Veo a mi padre hoy en día, como quien ve a una estatua vieja, desgastada, perdiendo cada vez con mayor intensidad sus líneas. A veces todavía vamos por nieve en el coche, o salimos de viaje. Entonces se me viene la ilusión, de que veamos un carro en la orilla, y que él detenga el nuestro. Mi corazón hace Stop en esos momentos, e imagino que me mira por el espejo, que desliza y tantea su mano por la guantera, y que de su boca se asoma un pequeño colmillo, en vísperas de una temprana sonrisa... pero no pasa nada. En esos momentos, no sé quien es más iluso: Si él, por haber tenido aquella etapa ridícula de pirata, o yo, por desear y esperar, que un día vuelva.




Generalmente pienso que lo era él, por desconectarse de la realidad.
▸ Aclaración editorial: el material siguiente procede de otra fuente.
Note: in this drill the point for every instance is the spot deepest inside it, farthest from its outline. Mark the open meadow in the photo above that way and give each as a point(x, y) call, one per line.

Pero al notar todo lo que ha pasado, me doy cuenta de que, indudablemente, yo lo soy más.

23 comentarios:

Anónimo5 dijo...

por un momento pense en el comercial de intro de los cines: tenemos un papá pidata¡¡¡¡ jaja


asi es se vuelven viejos y todo se les quedo atras

Rox dijo...

ME encantó! de lo mejor que te he leido :)

Yo tenía un papa payaso. Bueno tengo. Y quizá no tan excéntrico pero también los viajes eran divertidisimos.

vientos

c-berto dijo...

por lo general tus escritos me dan flojera, solo leo unas cuentas lineas y cierro la ventana, pero este me atrapo desde un principio y me pareció bastante bueno, sigue asi ;)

·DaViD· dijo...

que buen escrito.
FELICIDADES

Guffo Caballero dijo...

Ahora entiendo tantas cosas, snif.

Chingón escrito.

- B.tO - dijo...

Por eso te me irás a Xalapa: be-llí-si-mo.


Mi papá soñaba con ser militar, no fue ni la mitad de divertido el asunto.

Y como ya dijo Guffo: ahora entiendo tantas, tantas cosas...

Lenna dijo...

Me encantó este texto, lleno de nostalgia.

Pelo dijo...

Soy fans jarcor del papá de Dudeduda.

Kyuuketsuki dijo...

Dudeduda: Como ya te había comentado, soy bien fans de tu papá porque parece hippie. Y ahora porque es pintor. En mi caso no fue mi papá quien tuvo una etapa payasa: fue mi mamá. Y tsssss, agárrense que ya llegó de nuevo...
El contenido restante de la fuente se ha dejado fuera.